Per-interval emotion recognition of instrumental and vocal tracks of music

Course Project

By Akhmed Sakip and Amirbek Djanibekov

Demo

The demo with 10 example songs can be accessed here.

Setting up the environment

First, create a separate conda environment with Python=3.8 to run this project:

conda create --name nlp python=3.8

conda activate nlp

Then, install PyTorch (together with torchaudio) with GPU support, following the guidelines here for your particular CUDA version.

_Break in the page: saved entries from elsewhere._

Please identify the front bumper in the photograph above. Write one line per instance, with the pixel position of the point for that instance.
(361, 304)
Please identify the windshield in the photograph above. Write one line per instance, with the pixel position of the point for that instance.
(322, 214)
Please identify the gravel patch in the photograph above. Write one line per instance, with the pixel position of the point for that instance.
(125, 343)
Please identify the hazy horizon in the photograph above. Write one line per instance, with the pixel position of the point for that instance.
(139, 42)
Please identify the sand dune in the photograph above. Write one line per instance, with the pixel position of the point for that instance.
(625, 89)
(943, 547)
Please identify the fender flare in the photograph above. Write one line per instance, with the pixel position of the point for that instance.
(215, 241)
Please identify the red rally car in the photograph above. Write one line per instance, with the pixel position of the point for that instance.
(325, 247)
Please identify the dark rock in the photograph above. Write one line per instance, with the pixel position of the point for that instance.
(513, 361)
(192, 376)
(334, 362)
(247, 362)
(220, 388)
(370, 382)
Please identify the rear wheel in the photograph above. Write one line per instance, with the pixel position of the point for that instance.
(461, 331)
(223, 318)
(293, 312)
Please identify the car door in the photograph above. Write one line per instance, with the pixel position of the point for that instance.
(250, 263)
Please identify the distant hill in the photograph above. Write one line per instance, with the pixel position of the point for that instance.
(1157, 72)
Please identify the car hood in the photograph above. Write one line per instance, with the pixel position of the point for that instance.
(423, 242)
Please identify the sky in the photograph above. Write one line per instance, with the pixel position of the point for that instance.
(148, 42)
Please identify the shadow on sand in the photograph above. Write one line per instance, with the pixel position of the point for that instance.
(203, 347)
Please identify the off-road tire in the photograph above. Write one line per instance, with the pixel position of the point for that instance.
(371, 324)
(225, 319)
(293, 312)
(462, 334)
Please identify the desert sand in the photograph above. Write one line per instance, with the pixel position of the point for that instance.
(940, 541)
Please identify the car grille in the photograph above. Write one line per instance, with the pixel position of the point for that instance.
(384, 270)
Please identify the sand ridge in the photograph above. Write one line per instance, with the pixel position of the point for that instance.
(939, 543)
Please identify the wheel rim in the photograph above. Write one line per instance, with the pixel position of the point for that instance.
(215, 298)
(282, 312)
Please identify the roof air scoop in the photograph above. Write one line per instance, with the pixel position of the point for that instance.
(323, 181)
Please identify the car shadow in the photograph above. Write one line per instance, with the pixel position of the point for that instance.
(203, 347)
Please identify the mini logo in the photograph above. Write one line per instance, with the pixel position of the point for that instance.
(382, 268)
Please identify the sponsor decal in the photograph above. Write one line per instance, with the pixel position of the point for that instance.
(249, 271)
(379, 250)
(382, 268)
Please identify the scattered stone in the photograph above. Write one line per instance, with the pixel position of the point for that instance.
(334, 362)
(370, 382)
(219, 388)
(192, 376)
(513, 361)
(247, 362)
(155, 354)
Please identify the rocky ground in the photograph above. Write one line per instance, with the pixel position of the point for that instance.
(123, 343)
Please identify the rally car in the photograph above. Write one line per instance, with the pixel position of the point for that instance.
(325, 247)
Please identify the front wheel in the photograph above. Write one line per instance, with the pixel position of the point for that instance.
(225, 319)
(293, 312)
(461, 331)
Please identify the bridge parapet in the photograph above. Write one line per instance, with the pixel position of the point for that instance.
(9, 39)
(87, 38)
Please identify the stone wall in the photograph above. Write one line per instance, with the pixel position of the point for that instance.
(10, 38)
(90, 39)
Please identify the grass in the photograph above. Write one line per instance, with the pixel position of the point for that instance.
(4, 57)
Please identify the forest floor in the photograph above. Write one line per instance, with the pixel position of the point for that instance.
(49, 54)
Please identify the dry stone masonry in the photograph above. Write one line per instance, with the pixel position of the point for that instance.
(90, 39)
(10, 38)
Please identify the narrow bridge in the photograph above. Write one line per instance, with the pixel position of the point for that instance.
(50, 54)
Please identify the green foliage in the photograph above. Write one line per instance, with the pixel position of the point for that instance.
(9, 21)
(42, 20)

After installing PyTorch, install the other libraries required by the project by running the following in the root folder of the project:

pip install -r requirements.txt

Once the installation is done, you can proceed to passing your input music file through our pipeline. For this, create a folder in the project's root directory named input/ and place an .mp3 or .wav music file there. You do not need to resample it to 16 KHz as this is done automatically. Then, run the following while in the project's endtoend/ folder:

cd endtoend

python inference.py

Please note that the fine-tuned models for both instrumental and vocal emotion recognition will be automatically downloaded from Hugging Face. They can be accessed directly by following these links: instrumental model and vocal model.

After the script successfully finishes its execution, the output files are stored at endtoend/intermediate/. To open the webpage and play the classified segments, just open the endtoend/align.html file in your browser.